Wagner’s proto-Nazi credentials have been more commented upon, for obvious reasons, than his ecological ones. But the Washington National Opera’s first ever production of The Ring is nothing less than an environmental allegory. It also styles itself as the first all-American Ring, in its directorship, design and setting, and as such, is a provocative comment on its (mis)-usage of power since the days of westward expanse – its destructiveness in the service of world-ambition. There is Wagnerian grandiosity here, surely, and also a sort of timeliness. Could there be anything more apposite than Zambello’s Ring in a country which, with a mere 6% of the world’s population, uses a whole 25% of its resources?

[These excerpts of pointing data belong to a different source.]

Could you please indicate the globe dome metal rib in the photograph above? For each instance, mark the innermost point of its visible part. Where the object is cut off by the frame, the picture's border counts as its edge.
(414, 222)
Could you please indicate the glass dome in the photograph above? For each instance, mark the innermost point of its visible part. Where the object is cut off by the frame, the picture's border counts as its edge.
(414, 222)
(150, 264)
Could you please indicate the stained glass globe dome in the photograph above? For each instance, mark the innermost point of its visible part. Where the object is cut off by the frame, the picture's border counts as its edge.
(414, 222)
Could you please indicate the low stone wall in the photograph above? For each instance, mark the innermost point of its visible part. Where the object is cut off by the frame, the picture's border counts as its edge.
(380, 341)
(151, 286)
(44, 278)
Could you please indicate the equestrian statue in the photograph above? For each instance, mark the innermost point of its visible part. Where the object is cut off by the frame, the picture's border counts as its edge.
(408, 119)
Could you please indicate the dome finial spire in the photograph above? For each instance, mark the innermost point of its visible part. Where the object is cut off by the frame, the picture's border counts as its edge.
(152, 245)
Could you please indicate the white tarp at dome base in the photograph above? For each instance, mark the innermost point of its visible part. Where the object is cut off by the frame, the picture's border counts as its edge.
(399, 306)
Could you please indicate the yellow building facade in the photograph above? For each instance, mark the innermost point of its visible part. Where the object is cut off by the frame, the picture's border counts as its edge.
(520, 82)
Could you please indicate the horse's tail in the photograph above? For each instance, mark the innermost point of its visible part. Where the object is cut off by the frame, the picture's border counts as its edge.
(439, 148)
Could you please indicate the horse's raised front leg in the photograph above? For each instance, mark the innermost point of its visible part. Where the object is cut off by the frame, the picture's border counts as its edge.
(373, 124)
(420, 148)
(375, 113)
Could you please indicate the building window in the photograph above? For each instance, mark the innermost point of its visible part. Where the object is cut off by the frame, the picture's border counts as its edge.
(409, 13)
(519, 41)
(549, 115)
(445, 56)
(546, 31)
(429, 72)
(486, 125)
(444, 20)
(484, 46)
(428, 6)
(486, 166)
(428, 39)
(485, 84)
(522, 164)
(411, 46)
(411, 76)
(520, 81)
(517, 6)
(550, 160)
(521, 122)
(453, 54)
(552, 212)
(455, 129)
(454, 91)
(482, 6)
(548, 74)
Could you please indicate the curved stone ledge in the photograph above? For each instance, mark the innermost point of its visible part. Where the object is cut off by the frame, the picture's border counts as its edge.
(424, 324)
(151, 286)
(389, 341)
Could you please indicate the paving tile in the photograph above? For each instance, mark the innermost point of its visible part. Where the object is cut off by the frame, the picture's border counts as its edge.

At first blush, the notion of Wagner’s reincarnation as a prophet for Greenpeace, as it were, is a little suspect. One didn’t expect an apolitical Ring from Zambello. But an ecological statement, attended by the prefatory article ‘was Wagner an environmentalist?’ Really? Just a little too faddish?
I came away, however, from Rheingold, compelled by the production so far – more than by the singers (satisfactory without being outstanding) or orchestra (solid if sometimes lacklustre). The environment – natural and manmade – gives Zambello and set-designer Michael Yeargan a broad canvas on which to develop both vast ideas and particular effects. The white-clad Rhinemaidens epitomize virgin nature in all its carefree abundance: the New World indeed. The stark violation of the integrity of their world is brought home by their appearance at the end, after their eerie lament off-stage. Aged, haggard and in grey rags, they importune Wotan, who as a god has greater moral responsibility than the gold’s original thief. Dismissing their voiceless pleading, he ascends towards Valhalla, his (ironically) white trench coat billowing behind. Physical ascent and material aspiration yoked to natural and moral descent: this powerfully communicates major Wagnerian concerns.
Computer-generated images between scenes represented the constant flux of evolutionary nature – as apt a visual representation of Wagner’s developmental motifs as any. These and the backdrops were inspired by the vast canvases of the sublime American West by Albert Bierstadt and Frederic Church. Lighting was uniformly excellent: the blues and golds faded to sickly grey after the violation of pristine nature; the pallid world of the gods without Freia gave way to the Technicolour approach to their wholly artificial paradise. The molten-gold depths of the Nibelheim were crucial to a brilliantly-choreographed scene. Anvil-sound ringing the theatre stereophonically, we were deep down in the mine ourselves, alongside the infant labour-slaves.